Чем опасен новый министр культуры Владимир Мединский, автор книг о хороших русских, объясняет АЛЕКСАНДР МОРОЗОВ
Имена:
Владимир Мединский
© Валерий Шарифулин / ИТАР-ТАСС
Владимир Мединский
При слове «Мединский» у меня сразу всплывает в памяти Александр Янов. Видимо, придется перечитывать его книгу о «веймарской России», которую он написал в середине 90-х. В те времена, когда она вышла в свет, сравнение постсоветской России с веймарской Германией казалось интеллектуальной экзотикой. Через 15 лет так уже не кажется.
Сам по себе Владимир Мединский — просто коммерчески успешный литератор нового поколения. У таких людей не бывает интересных интервью, обычно им нечего сказать. Их высказывания, как правило, связаны с издательским промоутированием, не более того.

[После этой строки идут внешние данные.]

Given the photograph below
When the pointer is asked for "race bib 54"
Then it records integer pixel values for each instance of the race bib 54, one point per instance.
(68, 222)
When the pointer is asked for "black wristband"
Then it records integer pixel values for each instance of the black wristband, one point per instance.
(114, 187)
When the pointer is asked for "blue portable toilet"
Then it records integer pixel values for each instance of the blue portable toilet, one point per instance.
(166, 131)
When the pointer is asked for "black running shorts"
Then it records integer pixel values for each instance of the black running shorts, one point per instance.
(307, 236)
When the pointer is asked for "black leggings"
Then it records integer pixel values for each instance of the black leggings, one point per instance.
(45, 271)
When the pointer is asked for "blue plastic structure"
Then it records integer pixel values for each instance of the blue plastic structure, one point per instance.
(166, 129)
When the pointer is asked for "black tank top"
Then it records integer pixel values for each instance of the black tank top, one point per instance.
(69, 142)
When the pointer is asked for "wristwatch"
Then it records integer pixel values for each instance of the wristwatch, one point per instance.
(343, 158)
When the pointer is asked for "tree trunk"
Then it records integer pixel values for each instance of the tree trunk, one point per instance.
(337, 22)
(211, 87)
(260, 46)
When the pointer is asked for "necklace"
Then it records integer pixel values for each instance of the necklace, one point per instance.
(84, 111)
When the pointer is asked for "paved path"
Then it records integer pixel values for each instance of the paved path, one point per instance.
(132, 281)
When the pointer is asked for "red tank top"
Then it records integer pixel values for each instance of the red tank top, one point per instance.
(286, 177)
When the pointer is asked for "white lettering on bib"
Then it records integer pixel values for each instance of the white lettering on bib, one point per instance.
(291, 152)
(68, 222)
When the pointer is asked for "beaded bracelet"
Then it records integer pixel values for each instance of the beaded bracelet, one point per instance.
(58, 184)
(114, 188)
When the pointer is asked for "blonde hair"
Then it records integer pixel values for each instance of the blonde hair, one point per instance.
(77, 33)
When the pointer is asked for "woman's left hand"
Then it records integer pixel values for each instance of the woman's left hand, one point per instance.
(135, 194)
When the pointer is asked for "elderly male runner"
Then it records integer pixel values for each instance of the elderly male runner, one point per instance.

Его первая книжка («О пьянстве и лени русского народа») была встречена просвещенной публикой благожелательно: почему бы молодому, интеллигентному (на вид) депутату не написать слегка фриковский нон-фикшн в распространенном ныне и в Европе духе: «Мы привыкли думать, что…, а на самом деле…». Писать в коммерческом жанре «10 главных заблуждений о кошках» или «5 мифов о женском оргазме» никому не возбраняется. Но позже выяснилось, что Мединский — это часть довольно большого культурного метастаза. Клетки мутируют. Причем, мутируя, они внешне проявляют себя не просто здоровыми, а наиболее здоровыми — они излучают позитивность, энергию и бодрый патриотический настрой.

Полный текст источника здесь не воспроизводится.